The only real "deep feature" I enjoy about my pots are that they are made by human hands.  I personally feel a deep connection with ancient cultures by doing the same thing all of them have done.. making my own vessels, using them, and adding a deeper meaning to the monotonous daily activities most modern humans disconnect with.. such as taking a drink from a cup or eating soup.  It's a feeling I am going for at this point because that is as far as I have gotten. I have 2 years of working with clay, which is nothing.  I feel almost like an idiot calling my work "art" because I have so much more I want to express with clay that  i haven't been able to do yet.  

Whether you were trying or not here, this sounds like a good start. Obviously some things would need to be pulled from this info here, like "I have 2 years working with clay, which is nothing." But I think you could work with what you wrote in this post. 

 

I used another one of my interests in life and assimilated the two to get my current statement. It isn't the typical artist statement, but I like it--probably because it isn't typical. Also, I had fun with it. I was tired of reading other potters' statements about making functional pots because they enjoy it or because function interests them. That's what every functional potter feels or thinks. Is there something else that gives you joy with making? 

 

Phillip Schmidt

Statement of Work

 

I am interested in food. My need to create is met daily through cooking, kneading, mixing and baking things that are pleasurable to me. The only impediments I seem to have are time and availability of ingredients, both of which have led to major dinner flops and delicious culinary treats. The joys of cooking to me are many-fold: no hindering consequences for curiosity, a limitless combination of ingredients, the suspense of the making and the thrill of the tasting, and generally a willing and happy audience to enjoy the fruits of my labor with.

The making of functional pots and clay objects is parallel to cooking in many regards; perhaps consider them cousins or even siblings! The joy I get from throwing a wonderful cup or baking a decadent apple pie are one in the same. And I find the most satisfying exchange is with those whom I get to share these life-giving fruits. This sharing, the best I can give another person, is the reason I make pottery. Without others enjoying my work, there is small need for and little enjoyment in making pots.  

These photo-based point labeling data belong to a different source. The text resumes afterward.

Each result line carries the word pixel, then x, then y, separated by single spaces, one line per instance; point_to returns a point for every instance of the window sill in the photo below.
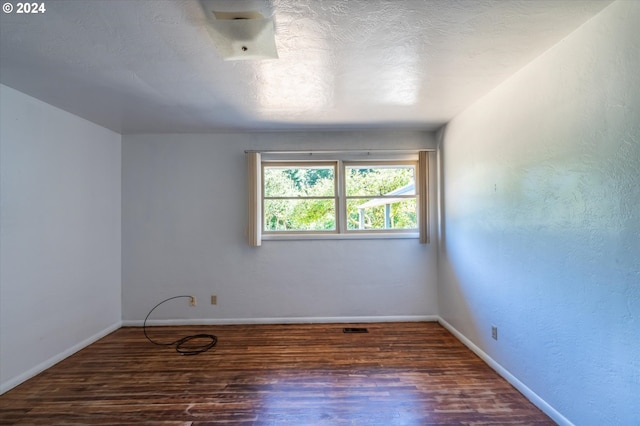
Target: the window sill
pixel 349 236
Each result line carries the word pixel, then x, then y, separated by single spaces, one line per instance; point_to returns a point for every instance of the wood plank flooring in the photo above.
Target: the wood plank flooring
pixel 311 374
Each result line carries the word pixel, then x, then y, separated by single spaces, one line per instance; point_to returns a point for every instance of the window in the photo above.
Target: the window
pixel 292 196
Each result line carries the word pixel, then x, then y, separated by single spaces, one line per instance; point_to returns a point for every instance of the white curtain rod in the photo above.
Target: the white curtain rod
pixel 343 151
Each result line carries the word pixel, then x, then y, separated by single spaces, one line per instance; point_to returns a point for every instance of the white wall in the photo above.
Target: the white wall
pixel 60 227
pixel 541 222
pixel 183 218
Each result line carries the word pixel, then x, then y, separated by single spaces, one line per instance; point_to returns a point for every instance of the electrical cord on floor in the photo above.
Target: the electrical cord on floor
pixel 180 344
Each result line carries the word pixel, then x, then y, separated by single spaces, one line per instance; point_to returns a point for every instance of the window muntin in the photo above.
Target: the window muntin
pixel 305 197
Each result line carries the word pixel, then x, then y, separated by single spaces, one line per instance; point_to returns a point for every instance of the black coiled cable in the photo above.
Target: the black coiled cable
pixel 180 344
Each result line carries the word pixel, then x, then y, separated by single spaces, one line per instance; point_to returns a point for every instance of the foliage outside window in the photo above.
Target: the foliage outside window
pixel 305 197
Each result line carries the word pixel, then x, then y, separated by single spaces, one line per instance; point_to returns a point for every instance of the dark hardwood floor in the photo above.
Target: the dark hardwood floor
pixel 309 374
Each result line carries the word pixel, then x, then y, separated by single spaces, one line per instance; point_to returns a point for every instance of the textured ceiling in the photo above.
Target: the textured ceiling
pixel 150 66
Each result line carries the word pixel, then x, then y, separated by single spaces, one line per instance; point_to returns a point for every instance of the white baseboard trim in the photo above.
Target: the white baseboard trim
pixel 528 393
pixel 15 381
pixel 282 320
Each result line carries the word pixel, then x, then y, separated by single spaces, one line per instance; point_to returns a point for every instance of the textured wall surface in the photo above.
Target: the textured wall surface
pixel 541 222
pixel 60 228
pixel 183 217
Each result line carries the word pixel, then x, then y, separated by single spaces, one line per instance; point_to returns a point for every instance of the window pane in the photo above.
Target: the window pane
pixel 362 180
pixel 282 181
pixel 299 215
pixel 381 213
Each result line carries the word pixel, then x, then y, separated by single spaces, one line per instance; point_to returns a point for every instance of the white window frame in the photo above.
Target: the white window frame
pixel 258 161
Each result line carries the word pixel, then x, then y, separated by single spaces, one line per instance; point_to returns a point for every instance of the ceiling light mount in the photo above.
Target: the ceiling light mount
pixel 241 35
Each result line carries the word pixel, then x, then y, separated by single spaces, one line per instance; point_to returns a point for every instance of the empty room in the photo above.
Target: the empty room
pixel 320 212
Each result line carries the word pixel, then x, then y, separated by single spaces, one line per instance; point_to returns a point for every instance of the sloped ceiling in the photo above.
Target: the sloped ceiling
pixel 150 66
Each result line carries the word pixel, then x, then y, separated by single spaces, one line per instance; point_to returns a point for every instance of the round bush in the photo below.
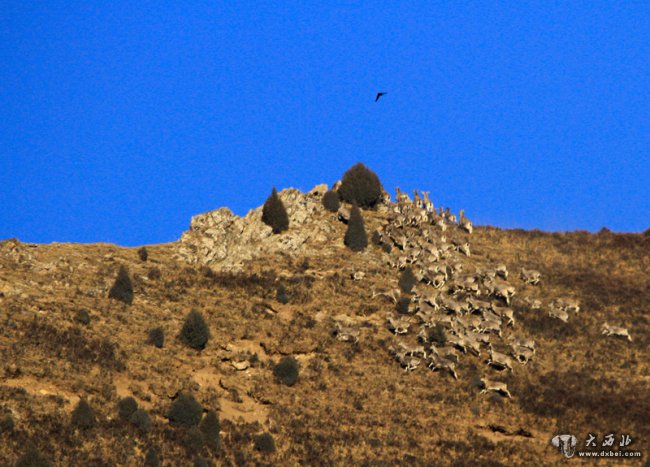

I tend to make bowls and cups with a smattering of other functional pots thrown in. These are bisque-fired, glazed, and then high-fired to a cone 10-11 in a reduced atmosphere. I try to keep my pots, decorations, and glaze recipes simple and have a heck of a time doing it. Like my cooking, I make the things that I find most pleasurable with the hopes that others too will be enriched. My clay heroes are Warren Mackenzie, Guillermo Cuellar, Steve Rolf, Kirk Freeman, and Joe Singewald.